Here’s how Friedman, a foreign policy columnist, opens his piece today:
“And so it came to pass that on Nov. 4, 2008, shortly after 11 p.m. Eastern time, the American Civil War ended, as a black man — Barack Hussein Obama — won enough electoral votes to become president of the United States.”
Friedman goes on to try and weave Warren Buffett into his tableau:
“How did Obama pull it off? To be sure, it probably took a once-in-a-century economic crisis to get enough white people to vote for a black man. And to be sure, Obama’s better organization, calm manner, mellifluous speaking style and unthreatening message of “change” all served him well.
But there also may have been something of a “Buffett effect” that countered the supposed “Bradley effect” — white voters telling pollsters they’d vote for Obama but then voting for the white guy. The Buffett effect was just the opposite. It was white conservatives telling the guys in the men’s grill at the country club that they were voting for John McCain, but then quietly going into the booth and voting for Obama, even though they knew it would mean higher taxes.”

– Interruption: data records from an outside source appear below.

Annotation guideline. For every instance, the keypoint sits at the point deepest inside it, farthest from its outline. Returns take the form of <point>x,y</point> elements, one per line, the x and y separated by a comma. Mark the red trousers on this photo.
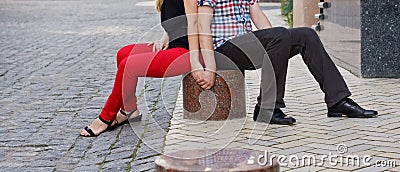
<point>139,60</point>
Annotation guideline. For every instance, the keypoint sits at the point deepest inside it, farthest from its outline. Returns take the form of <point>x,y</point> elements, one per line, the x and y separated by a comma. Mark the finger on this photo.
<point>200,80</point>
<point>165,47</point>
<point>159,47</point>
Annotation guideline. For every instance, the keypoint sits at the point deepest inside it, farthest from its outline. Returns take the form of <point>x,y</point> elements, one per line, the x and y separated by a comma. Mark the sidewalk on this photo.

The assumption of a baseline racism to American politics seems terribly tone deaf to me. Last night Americans didn’t vote for Obama despite his race. They voted for him because they had no better alternative. Or, to put that in a positive light, they voted him because he presented the best leadership through the looming darkness.
Dan Gross captures this perfectly in Slate:
“McCain managed to give Obama a run for the money through mid-September. The polls began to turn (decisively, it turns out) against him when the global financial system suffered a run on the money.”
But at three crucial moments, McCain lost the public’s confidence. The first was his Hoover-esque, the-economy-is-sound comment as Lehman went down; the second was his ineffectual grandstanding around the bailout bill. It wasn’t Obama the black man who grabbed the center and showed how he would lead us through this crisis. Here’s Gross:
“While McCain seemed detached, Obama caucused with financial graybeards and kept his campaign plane on the tarmac to get updates from his new speed-dialing buddy, Treasury Secretary Henry Paulson. Self-serving? You betcha. But doggone successful. And the passage of the bailout bill, which McCain grudgingly supported, neutered the increasingly ideological economic warfare McCain waged in the closing weeks.”
Finally, after the third debate, Obama had aligned himself with Buffett and Volcker–economic mensches–while McCain went off on another reckless gambit with Joe the plumber, the last act of a deaf man answering a question no one put to him. In that divergence, the election was won. And race played no part in it.
In conceding, McCain went straight to the race issue, pre-emptively cutting off attempts to rally the party around resentment. That speaks to McCain’s status as an American hero who has lived the ideals of his country in nearly every possible way. But race is a distraction that does nothing to help us understand what Obama’s strengths and weaknesses will be. The election night coverage of Obama’s speech struggled with making sense of Obama’s lack of a racial identity. There was Oprah crying in the crowd. She’s another figure who’s fame and success is almost wholly unconnected to her skin tone. Shots of Oprah were interspersed with glimpses of Jesse Jackson at times stoic and at times in tears.
Whatever you think of Jackson, there’s a poignancy to seeing the race man (“I am qualified”) witnessing a truly race-blind victory. And that points to something essential, almost biblical, in this story. Obama’s grandmother died days before his victory, poignantly reminding us of the story of Moses. The image of a leader on the moutaintop seeing but never entering the promised land is, of course, one of Martin Luther King, Jr.’s enduring rhetorical images.
Yet in Obama’s version we have Jesse Jackson standing in the crowd–symbolically remote from ever becoming an elected official–and his beloved grandmother expiring with the knowledge that she had raised a President.
But symbolism comes at the end, not the beginning. The twin images of sacrifice are what should remind us that race has been left behind–and the real work of measuring Obama and his ability to lead has begun.